Identification of Fetal Liver Tyrosine Kinase 3 (Flt3) Ligand Domain Required for Receptor Binding and Function Using Naturally Occurring Ligand Isoforms

Abstract

We used a comparative approach to identify the fetal liver tyrosine kinase 3 (flt3) ligand structure required for binding and function. Two conserved bovine flt3 ligand isoforms, which differ in a defined region within the extracellular domain, were identified and shown to be uniformly transcribed in individuals with diverse MHC haplotypes. Notably, at the amino acid level, the extracellular domain of the bovine flt3 ligand isoform 1 is 81 and 72% identical with the extracellular domains of the human and murine flt3 ligands, respectively, whereas isoform-2 has a deletion within this domain. Bovine flt3 ligand isoform 1, but not 2, bound the human flt3 receptor and stimulated murine pro B cells transfected with the murine flt3 receptor.
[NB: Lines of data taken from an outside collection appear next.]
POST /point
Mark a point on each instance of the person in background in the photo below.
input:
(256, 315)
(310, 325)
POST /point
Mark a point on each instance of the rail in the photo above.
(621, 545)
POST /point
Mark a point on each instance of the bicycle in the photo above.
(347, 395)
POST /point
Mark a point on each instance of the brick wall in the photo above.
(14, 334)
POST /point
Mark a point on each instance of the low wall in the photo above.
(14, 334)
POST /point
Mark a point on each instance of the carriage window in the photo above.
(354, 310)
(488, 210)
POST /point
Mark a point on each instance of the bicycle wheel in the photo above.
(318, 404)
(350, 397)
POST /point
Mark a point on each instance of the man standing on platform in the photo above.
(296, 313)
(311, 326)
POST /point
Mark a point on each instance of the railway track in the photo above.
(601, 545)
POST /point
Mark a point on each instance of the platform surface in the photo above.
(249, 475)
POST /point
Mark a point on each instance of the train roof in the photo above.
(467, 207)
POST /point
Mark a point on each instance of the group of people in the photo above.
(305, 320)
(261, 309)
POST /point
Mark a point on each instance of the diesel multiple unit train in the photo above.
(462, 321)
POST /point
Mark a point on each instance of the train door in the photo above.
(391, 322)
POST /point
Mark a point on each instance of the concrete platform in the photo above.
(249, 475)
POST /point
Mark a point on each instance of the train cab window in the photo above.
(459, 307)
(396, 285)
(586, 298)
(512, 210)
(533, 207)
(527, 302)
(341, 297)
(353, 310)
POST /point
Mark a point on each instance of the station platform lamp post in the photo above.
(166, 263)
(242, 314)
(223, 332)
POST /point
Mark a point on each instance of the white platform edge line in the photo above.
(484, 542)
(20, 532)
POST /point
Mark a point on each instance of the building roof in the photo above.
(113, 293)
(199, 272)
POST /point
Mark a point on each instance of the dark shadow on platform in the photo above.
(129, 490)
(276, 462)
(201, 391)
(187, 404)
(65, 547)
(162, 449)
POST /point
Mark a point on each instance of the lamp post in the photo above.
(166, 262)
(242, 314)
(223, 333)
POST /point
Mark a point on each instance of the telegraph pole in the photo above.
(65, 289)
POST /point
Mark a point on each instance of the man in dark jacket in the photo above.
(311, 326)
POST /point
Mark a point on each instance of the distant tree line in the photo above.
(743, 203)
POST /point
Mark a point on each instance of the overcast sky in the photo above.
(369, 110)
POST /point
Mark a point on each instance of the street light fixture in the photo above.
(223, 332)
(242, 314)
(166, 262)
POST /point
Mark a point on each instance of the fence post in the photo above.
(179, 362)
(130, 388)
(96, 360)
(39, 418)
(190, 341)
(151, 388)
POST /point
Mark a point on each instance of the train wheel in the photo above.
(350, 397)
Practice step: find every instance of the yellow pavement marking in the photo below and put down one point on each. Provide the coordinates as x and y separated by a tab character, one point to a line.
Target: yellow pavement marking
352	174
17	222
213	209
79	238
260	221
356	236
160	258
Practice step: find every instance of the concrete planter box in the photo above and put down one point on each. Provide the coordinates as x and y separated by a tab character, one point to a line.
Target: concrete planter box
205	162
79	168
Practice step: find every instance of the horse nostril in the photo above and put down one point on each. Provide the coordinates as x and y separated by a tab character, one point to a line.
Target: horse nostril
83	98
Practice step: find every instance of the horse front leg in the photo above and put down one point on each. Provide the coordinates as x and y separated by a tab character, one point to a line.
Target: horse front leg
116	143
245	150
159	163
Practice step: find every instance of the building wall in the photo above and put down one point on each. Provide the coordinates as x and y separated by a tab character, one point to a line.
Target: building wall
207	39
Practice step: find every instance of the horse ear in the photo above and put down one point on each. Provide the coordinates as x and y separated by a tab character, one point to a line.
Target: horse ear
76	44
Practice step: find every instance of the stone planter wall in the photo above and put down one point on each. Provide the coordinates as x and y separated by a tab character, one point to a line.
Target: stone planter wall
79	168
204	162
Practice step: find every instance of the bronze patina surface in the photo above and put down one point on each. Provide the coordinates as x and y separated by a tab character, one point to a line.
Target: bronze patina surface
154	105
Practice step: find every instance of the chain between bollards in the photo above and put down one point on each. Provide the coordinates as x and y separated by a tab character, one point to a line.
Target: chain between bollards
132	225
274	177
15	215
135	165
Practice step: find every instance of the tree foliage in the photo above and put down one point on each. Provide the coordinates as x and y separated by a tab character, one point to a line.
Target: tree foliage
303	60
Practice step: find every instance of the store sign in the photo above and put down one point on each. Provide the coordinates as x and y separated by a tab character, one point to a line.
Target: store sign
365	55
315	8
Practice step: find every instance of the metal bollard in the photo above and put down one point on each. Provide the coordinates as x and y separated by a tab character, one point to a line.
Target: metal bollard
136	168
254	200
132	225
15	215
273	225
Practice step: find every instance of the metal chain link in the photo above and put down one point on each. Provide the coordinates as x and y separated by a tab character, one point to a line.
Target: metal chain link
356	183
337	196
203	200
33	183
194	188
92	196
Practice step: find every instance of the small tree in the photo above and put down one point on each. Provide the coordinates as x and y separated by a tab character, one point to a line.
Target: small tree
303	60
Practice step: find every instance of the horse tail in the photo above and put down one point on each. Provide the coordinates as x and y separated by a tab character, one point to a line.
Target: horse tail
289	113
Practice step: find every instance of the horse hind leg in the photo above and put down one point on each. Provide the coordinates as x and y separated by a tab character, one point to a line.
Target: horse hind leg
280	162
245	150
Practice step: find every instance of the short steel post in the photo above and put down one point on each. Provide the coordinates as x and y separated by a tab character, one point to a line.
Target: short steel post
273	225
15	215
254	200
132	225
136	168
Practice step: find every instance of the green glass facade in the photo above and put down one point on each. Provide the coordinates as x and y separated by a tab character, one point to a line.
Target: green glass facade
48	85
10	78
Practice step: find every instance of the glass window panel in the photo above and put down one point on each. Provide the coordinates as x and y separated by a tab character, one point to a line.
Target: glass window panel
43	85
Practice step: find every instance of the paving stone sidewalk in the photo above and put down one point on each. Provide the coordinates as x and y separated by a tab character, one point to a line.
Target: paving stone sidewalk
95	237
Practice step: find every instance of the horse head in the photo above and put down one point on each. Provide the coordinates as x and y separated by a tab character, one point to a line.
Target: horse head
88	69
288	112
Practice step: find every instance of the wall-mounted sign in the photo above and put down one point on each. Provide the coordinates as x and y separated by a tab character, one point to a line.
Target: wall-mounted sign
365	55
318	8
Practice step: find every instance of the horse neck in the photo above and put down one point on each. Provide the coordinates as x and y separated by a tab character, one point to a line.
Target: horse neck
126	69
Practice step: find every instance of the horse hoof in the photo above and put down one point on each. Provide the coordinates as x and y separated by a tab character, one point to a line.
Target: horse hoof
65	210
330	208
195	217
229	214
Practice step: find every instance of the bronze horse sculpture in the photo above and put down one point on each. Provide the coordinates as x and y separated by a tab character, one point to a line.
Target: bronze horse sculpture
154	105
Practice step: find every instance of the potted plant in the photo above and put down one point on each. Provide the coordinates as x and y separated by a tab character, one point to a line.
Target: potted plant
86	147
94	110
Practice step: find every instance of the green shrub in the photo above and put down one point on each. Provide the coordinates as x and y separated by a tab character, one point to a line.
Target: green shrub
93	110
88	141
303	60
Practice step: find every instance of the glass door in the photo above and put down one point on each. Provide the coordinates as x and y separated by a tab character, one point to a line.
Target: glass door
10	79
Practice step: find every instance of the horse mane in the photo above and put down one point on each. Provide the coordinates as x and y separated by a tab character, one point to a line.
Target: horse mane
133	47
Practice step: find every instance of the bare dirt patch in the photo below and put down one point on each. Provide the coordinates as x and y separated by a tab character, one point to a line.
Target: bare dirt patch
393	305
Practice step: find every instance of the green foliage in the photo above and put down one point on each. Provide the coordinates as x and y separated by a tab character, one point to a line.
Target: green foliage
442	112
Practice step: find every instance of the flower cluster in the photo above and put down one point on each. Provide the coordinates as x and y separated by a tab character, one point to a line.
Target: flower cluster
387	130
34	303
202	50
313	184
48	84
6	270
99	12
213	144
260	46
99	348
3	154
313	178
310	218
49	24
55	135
This retention of binding and function allowed definition of key residues by identifying sequences conserved among species. We have shown that a highly conserved, 18 aa sequence within the flt3 ligand extracellular domain is required for flt3 receptor binding and function. However, a peptide representing this sequence is insufficient for receptor binding as demonstrated by its failure to inhibit the bovine flt3 ligand isoform 1 binding to the human flt3 receptor. The requirement for flanking structure was confirmed by testing bovine flt3 ligand isoform 1 constructs truncated at specific residues outside the 18 aa sequence. Overall, the flt3 ligand structure required for function is markedly similar to that of the related hemopoietic growth factors, CSF-1 and steel factor. This definition of the required flt3 ligand structure will facilitate development of agonists to enhance dendritic cell recruitment for vaccines and immunotherapy.